A stupid word
Last week, while I was wandering around the west coast looking at old airplanes and big rocks, Katherine Harris was hard at work trying to lose the Florida Senate race. Her latest misadventure began when she gave a pandering interview to a Baptist newsletter and never imagined that someone who wasn't a far-right, Christian fundamentalist might also read her words. In the course of the interview she called separation of church and state "that lie we have been told," claimed the founding fathers did not intent America to be a nation of secular laws, and warned "if you’re not electing Christians then in essence you are going to legislate sin." Mustang Bobby has the highlights here.
Naturally a few people who are not far-right, Christian fundamentalists did read her words--some of them members of the liberal press and even unhinged, leftist bloggers--and the poo hit the fan. Harris' explanation/non-apology amounts to,"I was telling a special interest group what they wanted to hear and some of my best friends are Jewish." To make the second point crystal clear, her statement made sure to throw the term "Judeo-Christian" around a lot.
"Judeo-Christian" is one of the more vile bits of double-speak in our political lexicon. For years that term was only used by academics in the humanities and social sciences to make some vague generalizations about Mediterranean and European culture. At some point in the near past it was adopted by right-wing culture warriors in an effort to pry Jewish voters away from the Democratic Party.
Historically, the modern religious right has been a Protestant movement.

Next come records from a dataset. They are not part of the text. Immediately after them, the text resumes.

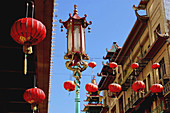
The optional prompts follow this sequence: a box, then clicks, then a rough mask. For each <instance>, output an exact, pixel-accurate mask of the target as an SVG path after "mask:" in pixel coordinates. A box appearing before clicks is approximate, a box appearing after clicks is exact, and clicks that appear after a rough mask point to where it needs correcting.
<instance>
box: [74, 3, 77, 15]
mask: <svg viewBox="0 0 170 113" xmlns="http://www.w3.org/2000/svg"><path fill="white" fill-rule="evenodd" d="M74 14H78V13H77V5H74Z"/></svg>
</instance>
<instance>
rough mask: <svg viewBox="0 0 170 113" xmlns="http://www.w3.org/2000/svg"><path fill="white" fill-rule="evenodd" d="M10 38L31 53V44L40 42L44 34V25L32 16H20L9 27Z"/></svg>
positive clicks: (45, 30)
mask: <svg viewBox="0 0 170 113" xmlns="http://www.w3.org/2000/svg"><path fill="white" fill-rule="evenodd" d="M11 36H12V38H13V39H14V40H15V41H16V42H17V43H19V44H21V45H23V51H24V53H26V54H31V53H32V50H31V48H30V47H31V46H32V45H36V44H38V43H39V42H41V41H42V40H43V39H44V38H45V36H46V28H45V26H44V25H43V24H42V23H41V22H40V21H38V20H36V19H33V18H22V19H19V20H17V21H16V22H15V23H14V24H13V26H12V28H11Z"/></svg>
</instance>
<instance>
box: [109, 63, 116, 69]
mask: <svg viewBox="0 0 170 113" xmlns="http://www.w3.org/2000/svg"><path fill="white" fill-rule="evenodd" d="M109 67H110V68H116V67H117V63H116V62H110V63H109Z"/></svg>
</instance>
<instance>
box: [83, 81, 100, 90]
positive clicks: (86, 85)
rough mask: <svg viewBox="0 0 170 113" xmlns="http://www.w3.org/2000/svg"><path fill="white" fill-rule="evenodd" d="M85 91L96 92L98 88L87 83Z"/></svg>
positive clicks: (94, 84)
mask: <svg viewBox="0 0 170 113" xmlns="http://www.w3.org/2000/svg"><path fill="white" fill-rule="evenodd" d="M85 89H86V91H88V92H96V91H97V90H98V86H97V85H95V84H93V83H88V84H86V86H85Z"/></svg>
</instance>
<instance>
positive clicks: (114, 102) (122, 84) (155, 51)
mask: <svg viewBox="0 0 170 113" xmlns="http://www.w3.org/2000/svg"><path fill="white" fill-rule="evenodd" d="M168 8H169V9H170V1H169V0H141V1H140V3H139V5H138V6H137V7H136V6H133V9H134V10H135V14H136V17H137V20H136V22H135V24H134V26H133V28H132V29H131V31H130V33H129V35H128V37H127V39H126V41H125V43H124V45H123V47H122V48H120V47H118V46H117V44H116V43H113V47H112V48H111V49H110V51H107V55H106V57H104V59H108V61H109V62H116V63H117V64H118V67H117V68H116V76H113V75H110V76H111V77H112V78H113V79H112V81H111V82H109V80H111V79H110V78H109V74H108V73H109V72H106V73H103V69H102V71H101V73H100V74H98V75H100V76H102V79H101V81H100V82H99V85H98V86H99V89H100V90H103V105H104V108H106V107H107V108H108V109H107V110H106V109H105V110H103V111H101V113H163V112H170V111H169V110H170V81H169V79H170V38H169V35H170V20H169V18H170V15H169V12H168V11H169V9H168ZM138 10H146V15H140V14H138ZM115 45H116V46H115ZM115 47H117V48H115ZM111 50H112V51H111ZM109 62H108V63H106V64H105V65H104V66H103V68H104V67H106V66H108V64H109ZM134 62H136V63H138V64H139V68H138V69H137V70H136V71H135V70H133V69H132V68H131V67H130V65H131V64H132V63H134ZM153 63H159V64H160V67H159V68H158V69H154V70H153V69H152V64H153ZM108 69H109V68H108ZM112 72H113V70H112ZM136 80H141V81H143V82H144V83H145V89H144V92H138V93H137V92H134V91H133V90H132V84H133V83H134V82H135V81H136ZM105 81H108V82H105ZM112 82H114V83H118V84H120V85H121V86H122V90H121V92H119V93H116V94H113V93H111V92H110V91H109V90H108V85H109V84H110V83H112ZM156 83H159V84H162V85H163V87H164V90H163V92H162V93H158V94H155V93H151V91H150V87H151V86H152V85H153V84H156Z"/></svg>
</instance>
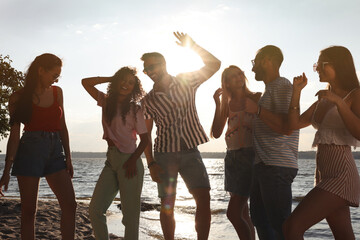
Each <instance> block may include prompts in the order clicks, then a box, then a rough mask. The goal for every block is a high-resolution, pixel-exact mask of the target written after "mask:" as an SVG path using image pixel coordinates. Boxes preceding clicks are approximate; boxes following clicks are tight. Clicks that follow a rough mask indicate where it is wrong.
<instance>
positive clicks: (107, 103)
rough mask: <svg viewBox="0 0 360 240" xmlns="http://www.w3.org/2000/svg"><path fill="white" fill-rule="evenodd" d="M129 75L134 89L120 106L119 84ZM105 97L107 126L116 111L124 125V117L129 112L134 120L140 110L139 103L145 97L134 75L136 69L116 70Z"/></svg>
mask: <svg viewBox="0 0 360 240" xmlns="http://www.w3.org/2000/svg"><path fill="white" fill-rule="evenodd" d="M129 74H130V75H132V76H134V77H135V86H134V89H133V91H132V92H131V94H130V95H129V96H128V97H127V98H126V99H125V100H124V101H123V102H122V103H121V104H118V96H119V92H118V91H119V90H118V89H119V88H118V86H119V83H120V82H121V81H124V79H125V77H126V76H127V75H129ZM107 95H108V97H107V98H106V105H105V119H106V121H107V122H108V123H109V124H111V121H112V120H113V119H114V117H115V116H116V113H117V111H118V109H119V111H120V114H121V118H122V120H123V123H124V124H125V122H126V115H127V114H128V113H129V112H130V111H131V112H132V114H133V115H134V118H135V120H136V112H137V111H138V110H139V109H140V106H139V102H140V100H141V99H142V97H143V96H144V95H145V92H144V90H143V88H142V85H141V82H140V79H139V78H138V77H137V75H136V69H135V68H131V67H123V68H121V69H120V70H118V71H117V72H116V73H115V74H114V76H112V79H111V82H110V83H109V85H108V89H107Z"/></svg>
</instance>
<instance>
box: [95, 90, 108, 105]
mask: <svg viewBox="0 0 360 240" xmlns="http://www.w3.org/2000/svg"><path fill="white" fill-rule="evenodd" d="M105 98H106V95H105V93H103V92H101V91H98V101H97V105H98V106H100V107H103V106H104V105H105Z"/></svg>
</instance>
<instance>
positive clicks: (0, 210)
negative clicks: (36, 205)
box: [0, 198, 123, 240]
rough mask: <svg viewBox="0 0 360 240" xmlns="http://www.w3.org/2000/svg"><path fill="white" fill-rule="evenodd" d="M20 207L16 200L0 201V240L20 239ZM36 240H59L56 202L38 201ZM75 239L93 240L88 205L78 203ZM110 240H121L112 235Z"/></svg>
mask: <svg viewBox="0 0 360 240" xmlns="http://www.w3.org/2000/svg"><path fill="white" fill-rule="evenodd" d="M20 214H21V205H20V200H18V199H4V198H2V199H0V239H20ZM35 231H36V239H61V233H60V207H59V204H58V202H57V201H53V200H51V201H50V200H49V201H43V200H39V201H38V210H37V214H36V221H35ZM75 239H86V240H91V239H95V237H94V235H93V233H92V228H91V224H90V219H89V214H88V204H86V203H83V202H78V205H77V212H76V233H75ZM110 239H123V238H120V237H117V236H114V235H111V236H110Z"/></svg>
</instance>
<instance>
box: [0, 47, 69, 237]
mask: <svg viewBox="0 0 360 240" xmlns="http://www.w3.org/2000/svg"><path fill="white" fill-rule="evenodd" d="M61 67H62V62H61V60H60V59H59V58H58V57H57V56H55V55H53V54H49V53H45V54H42V55H40V56H37V57H36V58H35V60H34V61H33V62H32V63H31V65H30V67H29V69H28V72H27V74H26V77H25V86H24V88H23V89H21V90H19V91H17V92H15V93H13V94H12V95H11V97H10V100H9V111H10V125H11V130H10V137H9V141H8V144H7V151H6V157H5V168H4V173H3V176H2V177H1V180H0V197H1V196H4V194H3V193H2V186H4V188H5V191H6V190H7V188H8V184H9V180H10V169H11V166H12V165H13V163H14V165H13V169H12V173H11V174H12V175H14V176H16V177H17V180H18V184H19V190H20V197H21V238H22V239H35V231H34V225H35V214H36V206H37V197H38V188H39V180H40V177H45V178H46V181H47V182H48V184H49V186H50V188H51V189H52V190H53V192H54V193H55V195H56V197H57V199H58V201H59V204H60V208H61V235H62V239H74V234H75V212H76V201H75V193H74V189H73V185H72V182H71V178H72V176H73V167H72V163H71V156H70V147H69V135H68V131H67V128H66V124H65V117H64V108H63V95H62V90H61V88H59V87H56V86H52V84H53V83H54V82H57V80H58V78H59V76H60V73H61ZM20 123H23V124H24V133H23V135H22V137H21V139H20V125H21V124H20ZM64 152H65V155H64Z"/></svg>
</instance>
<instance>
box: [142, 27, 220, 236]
mask: <svg viewBox="0 0 360 240" xmlns="http://www.w3.org/2000/svg"><path fill="white" fill-rule="evenodd" d="M174 34H175V36H176V37H177V39H178V40H179V41H178V42H177V43H178V45H180V46H189V47H190V48H191V49H192V50H194V51H195V52H196V53H197V54H199V56H200V57H201V58H202V60H203V62H204V64H205V66H204V67H203V68H201V69H200V70H198V71H195V72H191V73H183V74H179V75H177V76H176V77H174V76H171V75H169V74H168V73H167V70H166V62H165V59H164V57H163V56H162V55H161V54H160V53H156V52H155V53H145V54H144V55H143V56H142V58H141V60H143V61H144V73H145V74H147V75H148V76H149V77H150V78H151V79H152V80H153V81H154V85H153V89H152V90H151V91H150V92H149V93H148V94H147V95H146V96H145V97H144V99H143V101H142V105H143V109H144V115H145V119H146V125H147V127H148V132H149V133H151V130H152V127H153V122H155V124H156V128H157V131H156V139H155V144H154V156H153V154H152V143H151V141H150V143H149V145H148V147H147V148H146V149H145V155H146V159H147V162H148V168H149V169H150V175H151V178H152V179H153V180H154V181H155V182H157V183H158V194H159V197H160V198H161V211H160V222H161V227H162V230H163V234H164V238H165V239H166V240H167V239H174V232H175V219H174V205H175V199H176V183H177V176H178V173H180V175H181V176H182V178H183V180H184V182H185V183H186V186H187V187H188V189H189V191H190V193H191V194H192V195H193V197H194V199H195V202H196V216H195V228H196V231H197V235H198V239H208V235H209V230H210V220H211V213H210V194H209V191H210V183H209V177H208V175H207V172H206V168H205V166H204V164H203V162H202V159H201V156H200V153H199V151H198V150H197V146H198V145H200V144H202V143H205V142H207V141H208V138H207V136H206V134H205V132H204V130H203V128H202V126H201V124H200V122H199V117H198V115H197V111H196V106H195V94H196V90H197V88H198V87H199V86H200V85H201V84H202V83H203V82H205V81H206V80H207V79H209V78H210V77H211V76H212V75H213V74H214V73H215V72H216V71H218V70H219V68H220V61H219V60H218V59H217V58H215V57H214V56H213V55H212V54H210V53H209V52H207V51H206V50H204V49H203V48H201V47H200V46H199V45H197V44H196V43H195V42H194V41H193V40H192V39H191V38H190V37H189V36H188V35H187V34H183V33H179V32H177V33H174Z"/></svg>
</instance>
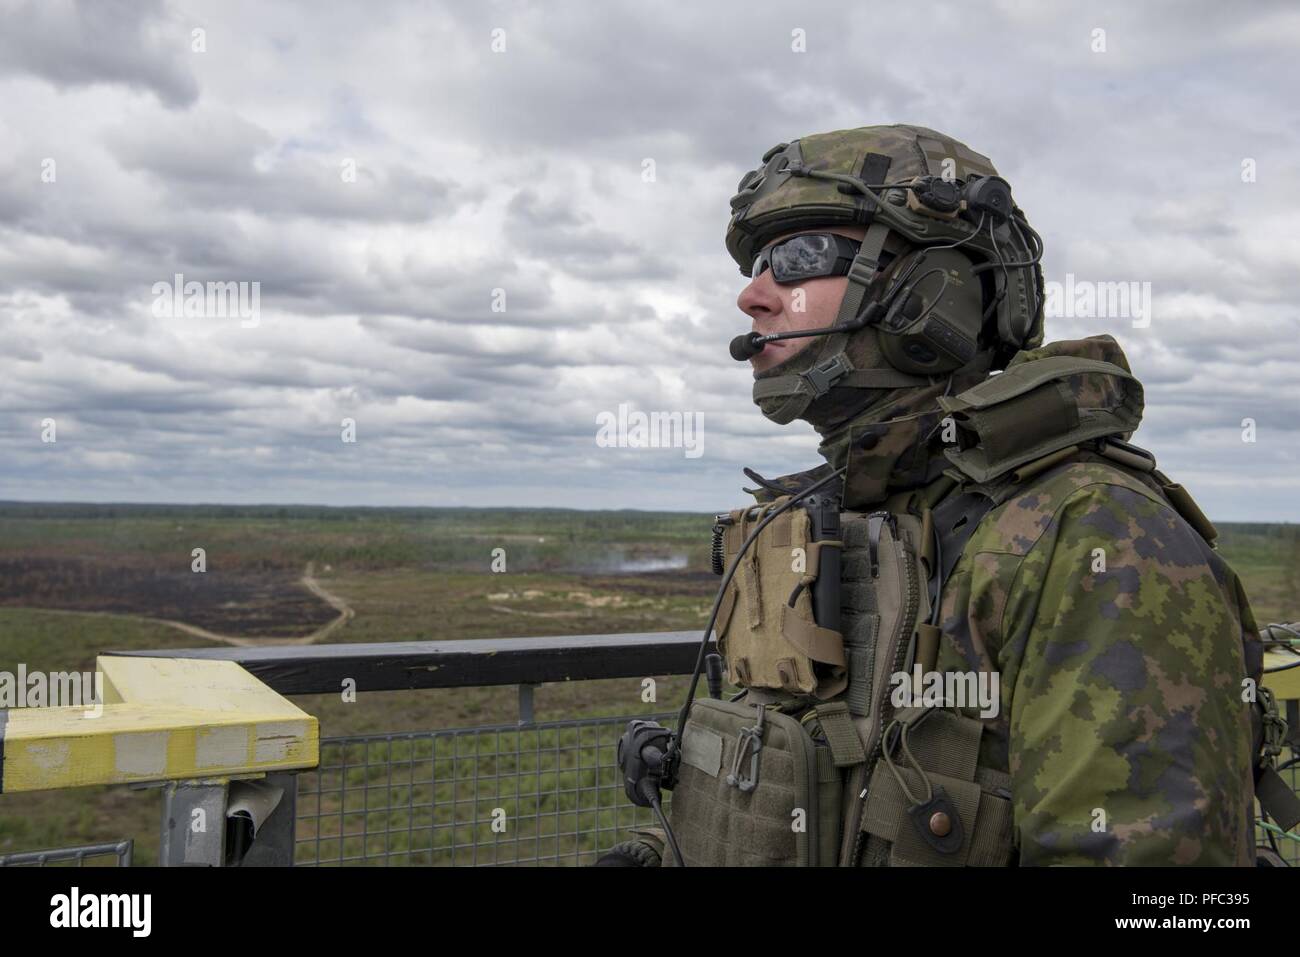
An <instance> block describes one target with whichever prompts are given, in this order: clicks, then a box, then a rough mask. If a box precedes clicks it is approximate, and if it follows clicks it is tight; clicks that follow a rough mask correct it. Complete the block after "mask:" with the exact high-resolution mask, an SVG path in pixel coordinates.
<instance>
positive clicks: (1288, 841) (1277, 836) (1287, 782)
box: [1255, 752, 1300, 867]
mask: <svg viewBox="0 0 1300 957" xmlns="http://www.w3.org/2000/svg"><path fill="white" fill-rule="evenodd" d="M1283 757H1286V754H1284V755H1283ZM1278 774H1281V775H1282V780H1284V781H1286V783H1287V785H1288V787H1290V788H1291V791H1294V792H1295V793H1296V794H1300V757H1296V755H1295V752H1292V753H1291V757H1290V758H1288V759H1286V761H1282V762H1281V763H1279V765H1278ZM1297 830H1300V828H1297ZM1255 837H1256V841H1255V843H1256V844H1258V845H1261V846H1271V848H1273V849H1274V850H1277V852H1278V856H1279V857H1281V858H1282V859H1283V861H1286V862H1287V866H1290V867H1300V835H1297V833H1296V832H1295V831H1292V832H1288V833H1286V835H1279V833H1277V832H1275V831H1269V830H1266V828H1264V827H1256V828H1255Z"/></svg>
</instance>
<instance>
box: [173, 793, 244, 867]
mask: <svg viewBox="0 0 1300 957" xmlns="http://www.w3.org/2000/svg"><path fill="white" fill-rule="evenodd" d="M229 788H230V783H229V781H227V780H224V779H213V780H190V781H165V783H164V784H162V833H161V840H160V843H159V866H160V867H187V866H198V867H221V866H222V865H225V858H226V796H227V793H229Z"/></svg>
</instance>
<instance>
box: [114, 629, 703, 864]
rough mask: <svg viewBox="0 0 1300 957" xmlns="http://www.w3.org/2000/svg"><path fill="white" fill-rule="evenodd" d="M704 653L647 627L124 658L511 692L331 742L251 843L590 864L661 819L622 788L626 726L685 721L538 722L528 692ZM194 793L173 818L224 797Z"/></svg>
mask: <svg viewBox="0 0 1300 957" xmlns="http://www.w3.org/2000/svg"><path fill="white" fill-rule="evenodd" d="M698 650H699V633H698V632H651V633H637V635H581V636H559V637H541V638H481V640H471V641H417V642H380V644H356V645H315V646H313V645H307V646H286V648H273V646H272V648H209V649H196V650H192V651H191V650H186V651H175V650H166V651H131V653H123V654H127V655H133V657H172V658H174V657H186V658H199V659H208V661H213V659H216V661H233V662H237V663H238V664H240V666H242V667H243V668H244V670H246V671H248V672H250V674H252V675H253V676H255V677H257V679H259V680H260V681H263V683H264V684H266V685H268V687H269V688H270V689H272V690H274V692H278V693H279V694H320V693H337V692H338V689H339V687H341V681H342V680H343V679H344V677H346V679H351V680H352V681H355V687H356V688H357V690H365V692H382V690H408V689H424V688H468V687H491V685H498V687H499V685H517V688H519V722H517V723H516V724H498V726H485V727H473V728H448V729H437V731H428V732H399V733H381V735H355V736H339V737H328V739H322V740H321V741H320V763H318V766H317V767H315V768H304V770H302V771H299V772H296V774H295V775H292V778H294V779H296V785H295V788H294V791H295V793H294V796H292V797H294V800H292V805H294V806H292V814H294V822H292V826H291V827H290V828H289V830H287V831H285V835H283V836H282V837H278V836H274V835H273V836H270V837H264V836H261V835H260V836H259V837H257V840H256V841H255V843H253V846H255V848H256V846H257V845H259V844H261V845H265V844H266V843H268V840H269V841H276V840H281V841H282V843H283V844H285V846H278V848H273V849H272V850H269V852H268V853H266V859H269V861H273V862H287V861H292V862H294V863H295V865H298V866H402V865H416V866H421V865H422V866H494V865H512V866H539V865H551V866H555V865H569V866H573V865H577V866H581V865H586V863H591V862H594V861H595V858H597V857H598V856H599V854H601V853H603V852H604V850H607V849H608V848H610V846H612V845H615V844H617V843H620V841H623V840H625V839H627V836H628V832H629V830H630V828H634V827H638V826H647V824H651V823H653V818H654V815H653V813H651V811H650V810H649V809H642V807H637V806H634V805H633V804H630V802H629V801H628V798H627V794H625V793H624V791H623V780H621V776H620V774H619V770H617V742H619V737H620V736H621V735H623V731H624V727H625V724H627V722H628V720H630V719H632V718H649V719H654V720H659V722H662V723H664V724H667V726H669V727H671V726H672V724H675V719H676V716H677V715H676V711H671V713H662V714H646V713H641V714H633V715H620V716H603V718H585V719H573V720H552V722H538V720H536V718H534V714H533V692H534V689H536V688H537V687H538V685H539V684H542V683H547V681H578V680H597V679H619V677H637V679H640V677H646V676H651V675H653V676H664V675H685V674H690V672H692V671H693V670H694V664H695V657H697V654H698ZM192 791H194V793H192V794H190V793H187V789H186V788H173V789H172V791H170V800H172V801H173V804H172V805H169V807H170V810H169V811H168V813H169V815H170V817H173V818H174V817H177V814H178V813H179V814H181V815H182V817H183V815H185V814H186V810H185V809H186V807H187V806H188V804H186V802H190V801H192V802H195V804H198V802H200V801H211V800H213V794H214V793H217V792H216V791H214V789H213V788H207V789H199V788H195V789H192ZM669 801H671V796H666V801H664V806H666V809H667V806H669ZM263 850H265V846H264V848H263ZM231 862H233V861H226V863H231Z"/></svg>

As they have become a real political power, their leaders realized that they needed to expand their coalition in order to be large enough to rule. Leaders of the Republican Party, in their complicated dance of captive and captor with the religious right, saw an opportunity to poach on some traditionally Democratic voter groups by adopting a modified version of the language of the religious right.
The key was to get the religious right to disguise some of its purely Protestant associations and distance itself from its overt anti-Catholic and anti-Semitic history. American Protestantism, in general, was already headed in this direction, but the rise of Christian Zionism among fundamentalists and their apocalyptic fascination with Israel greatly aided this effort. The phrase "Judeo-Christian values" was the perfect marketing phrase to tell conservative Catholics and Jews that they had something in common with religious right Protestants and that they should all vote for the same slate of candidates.
So far, this marketing campaign has been more successful among Catholics than it has been among Jews. Too often, leaders of the religious right let slip old attitudes. In 1999 Jerry Falwell stated of the Antichrist, "Of course he'll be Jewish." That same year the Southern Baptist Convention restated converting the Jews as a major goal. And many Jews can't help but notice that the central apocalyptic narrative of Christian Zionism, as luridly told in books like the Left Behind series, is that the Jews will all gather into Israel where they can be conveniently killed to bring about the second coming of Christ. Only a tiny number of converts will survive.
In political discourse coming from the religious right, "Judeo-Christian" is essentially a code phrase that means "you should vote for us, you greedy Christ killers." Harris shows the true colors of the religious right when, speaking to a Christian audience, she conveniently forgets to include Jews among the exclusive possessors of morality who should rule this country. There might be some legitimate reasons why a Florida Jew might vote for such a person, but religion and morality should not be among them.
In the next installment of "Stupid Words I Never Want to Hear You Using" I'll explain why drunken lout Christopher Hitchens deserves to be thrown in a volcano for coining the neologism "Islamo-Fascist."